Friday, January 15, 2010

Setbacks

It never fails. Whenever I think that my life is starting to get a bit sunnier, life throws a monkeywrench at my head. I must have been a serial (cereal) killer in a past life.

This week started off great. I started taking a tax class so I can prepare taxes, and maybe make a little extra moolah. I actually liked it. Then, on Tuesday, I had an appointment with my doctor to go over the progress I was making on the secret plan and to see about moving things forward. I've been working really hard, so I figured this one would be more or less a session of "You're doing good work, here's what you should do now." The nurse is super proud of me... brags on me to all the office staff... I'm actually kinda believing I did a good job. Until she takes my blood pressure.

This can't be right. My blood pressure is UP? She waits 10 minutes and takes it again. Down from the original, but still up. Scarily up. When a person loses 8% of their body weight, their blood pressure just DOESN'T go up. It almost always goes down.

She tells me not to worry, they'll check it again before I leave. It's going down, so maybe I just have "white coat syndrome." Yeah right.

The doc comes in and tells me I'm doing a good job, but the BP is definitely an issue. Great. Moving forward on the secret plan immediately comes off the table. "We'll revisit that, but first we have to figure out what's up with the blood pressure." Of course. It's not your secret plan. You're not the one in limbo. Let's play with BP meds for six months while we wait, shall we?
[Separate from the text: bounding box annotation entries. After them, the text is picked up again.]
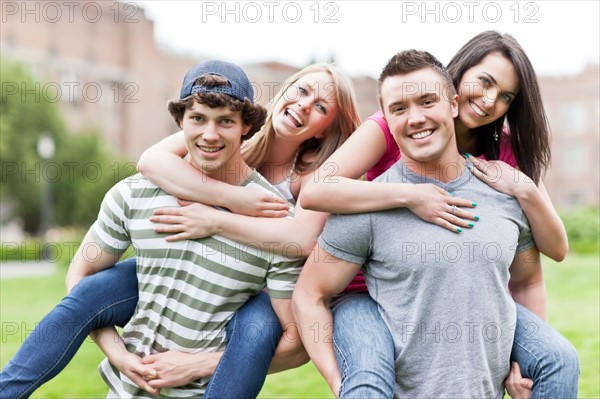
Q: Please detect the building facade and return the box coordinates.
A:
[0,1,600,207]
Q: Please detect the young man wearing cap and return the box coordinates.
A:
[293,50,541,398]
[67,61,303,398]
So, I'm starting to really think the day is going to go into the crapper. As he listens to my heart- I see the same look on his face that I got when that radiology tech found the cancerous tumor on my ovary way back when. Why don't healthcare professionals get taught to have a pokerface about this shit? Apparently my heartbeat is a bit irregular too.

So here's where I am. Had the EKG on my heart yesterday. Waiting to hear the results. They should come today. Step 2 of the secret plan is postponed until June at the earliest.
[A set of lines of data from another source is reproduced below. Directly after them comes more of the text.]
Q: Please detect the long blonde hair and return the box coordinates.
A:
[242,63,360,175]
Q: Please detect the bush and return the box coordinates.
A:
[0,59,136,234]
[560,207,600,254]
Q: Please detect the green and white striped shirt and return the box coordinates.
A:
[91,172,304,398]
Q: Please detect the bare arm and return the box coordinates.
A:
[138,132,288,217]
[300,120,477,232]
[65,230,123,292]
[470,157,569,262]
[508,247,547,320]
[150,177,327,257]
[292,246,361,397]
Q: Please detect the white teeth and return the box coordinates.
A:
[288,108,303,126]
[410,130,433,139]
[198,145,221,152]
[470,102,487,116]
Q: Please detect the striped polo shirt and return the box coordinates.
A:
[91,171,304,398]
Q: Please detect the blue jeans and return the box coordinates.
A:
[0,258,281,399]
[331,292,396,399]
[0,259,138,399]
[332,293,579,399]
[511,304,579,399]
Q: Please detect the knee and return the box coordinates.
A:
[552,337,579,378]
Scared to death? Yessir. That's me right now.

Thursday, January 7, 2010

New Years Resolutions

I've got a few.

I'm not normally the resolution making type, but this year I figured I'd give it a go. So maybe I'll have the goal in print and have some type of motivation to stick with it. Holding myself accountable and all that jazz. So here goes:

Resolution #1- Blog here at least once a week.
I know that sounds too simple, but look back at my previous posts. Last one was in September. FREAKING SEPTEMBER! I didn't forget. I didn't hide in a cave. I just neglected the blog. I did things. I did fun things. Things I'd have enjoyed sharing. Oh well. Life goes on. But hopefully this year I'll write more about it. Did I ever mention that I used to write a lot?
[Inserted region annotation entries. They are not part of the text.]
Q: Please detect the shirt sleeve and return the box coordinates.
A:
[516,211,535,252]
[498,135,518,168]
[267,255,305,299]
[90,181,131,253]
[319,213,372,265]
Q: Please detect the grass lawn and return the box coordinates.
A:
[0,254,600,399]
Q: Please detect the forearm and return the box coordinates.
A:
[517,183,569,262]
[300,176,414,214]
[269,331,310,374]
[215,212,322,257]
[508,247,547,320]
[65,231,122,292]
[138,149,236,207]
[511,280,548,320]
Resolution #2- Continue with the Secret Plan.
I've done pretty well on the Secret Plan stuff. Going Tuesday for a "big talk." That means I will either get some vindication for what I've been doing the last 15 weeks or I'll get a new direction. Either way, I'll come out of this a better, happier person. Trust me, you all want that for me.

Resolution #3- Send out Christmas Cards this year.
I added this one just in case I take a total crap on my life and fall flat on my face with the other two resolutions. I have 12 months to screw that one up. And I'm already halfway there. I have a bunch of Christmas cards already made up. I just got busy and didn't get them addressed or anything. I remembered that I hadn't done them on December 22nd. Too late.

So there we have it folks. Hopefully you'll hear from me again before another 3 months passes by. And if you don't... chew my ass out for it!